I had to deal with some teen drama at school today. A kid just packed up his stuff, grabbed his coat and walked out, in the middle of the lesson. I went after him with an indignant “And where do you think you’re going, class isn’t over yet” and found the kid in question huddled in a corner refusing to come back in, because some other kid had apparently mortally offended him and anyway, he hated his whole class and wanted to change classes and preferably schools and so on. The kid in question is fairly sensitive and easily offended. Just last week, he was very upset, because one of the cleaning ladies had been rude to him. Never mind that this woman is rude to everyone, teachers and students alike. The kids all hate her.
I hate that sort of drama (not the first time I’ve experienced something like this, though at least this case didn’t involve a kid bursting out in tears), because it’s so hard to deal with. For starters, those “I hate you forever and will never ever forgive you” dramas usually unfold quietly and pass below my radar. It’s easy to crack down on physical tussles (though you risk getting a stray kick) or loud flinging of insults back and forth. But if the problem isn’t loud, you often don’t notice right away. Plus, many of those dramas have their roots outside the classroom and thus outside the teacher’s control altogether. Thinking back, there had been trouble brewing between those two kids from the start of the lesson on, e.g. they had previously tussled over who got to help me take back the overhead projector to the adjacent classroom, until I picked a different kid altogether.

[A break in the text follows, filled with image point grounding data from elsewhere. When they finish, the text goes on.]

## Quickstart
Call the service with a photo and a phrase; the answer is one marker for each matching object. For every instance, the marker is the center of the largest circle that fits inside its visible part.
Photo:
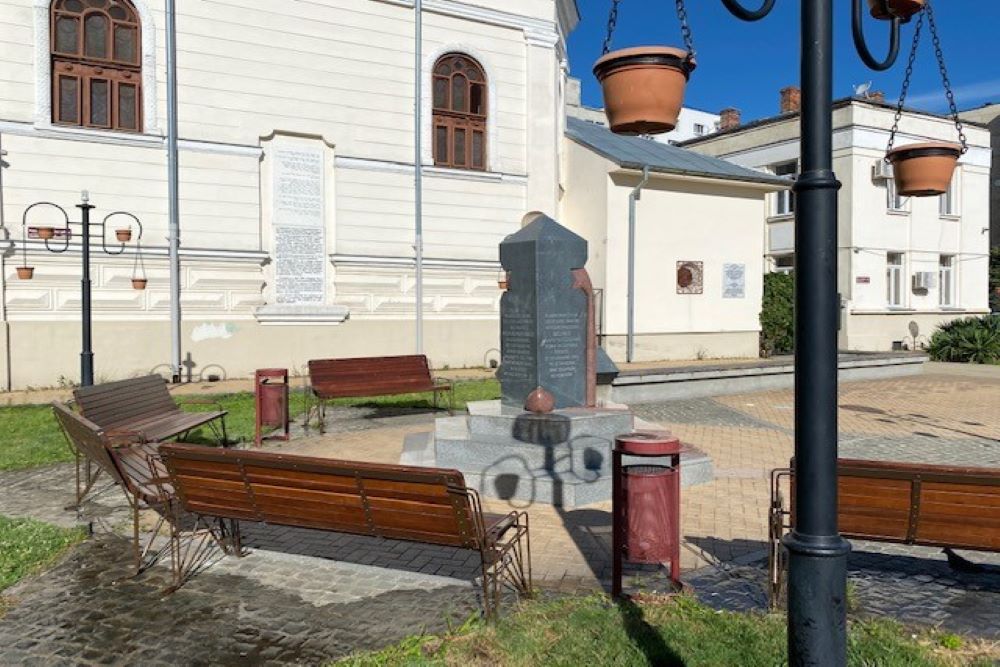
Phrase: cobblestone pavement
(911, 584)
(303, 596)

Anyway, I dragged the offending kid out of the classroom to apologize (all under the very curious noses of two fifth-graders who were waiting outside their own classroom for their turn to play hide and seek – because every drama needs an audience), the offender played the innocent, the offended kid didn’t even want to talk and so on. Two girls from the same class finally persuaded the boy to come back in. I have no idea what they did to persuade him (they asked for privacy, which I gave them) nor do I really know what the problem was. All I could gather from the garbled account of both boys involved was that someone had sneezed on someone else and that one kid had hit the other. I’m pretty sure there’s more to it than that, since the kids constantly sneeze on each other and hit each other. Never mind that if a physical altercation was serious enough to generate that sort of drama, I would have noticed.
That’s another problem with the really bad “I hate you forever” drama. Most of the time, the kids won’t tell what really happened. Last year, I had a student who was constantly getting into trouble. One week he made a girl cry, the next he got beaten up by an older girl who made him cry and so on. I had no idea what was going on, only that it always involved the same boy and that he had the tendency to take on kids who were older and bigger and would inevitably loose. Eventually, I found out – because one girl finally did tell – that he had the habit of whispering sexual slurs – really nasty sexual slurs of the unprintable and unbloggable variety – into the ears of random girls. Kid got a serious lecture afterwards.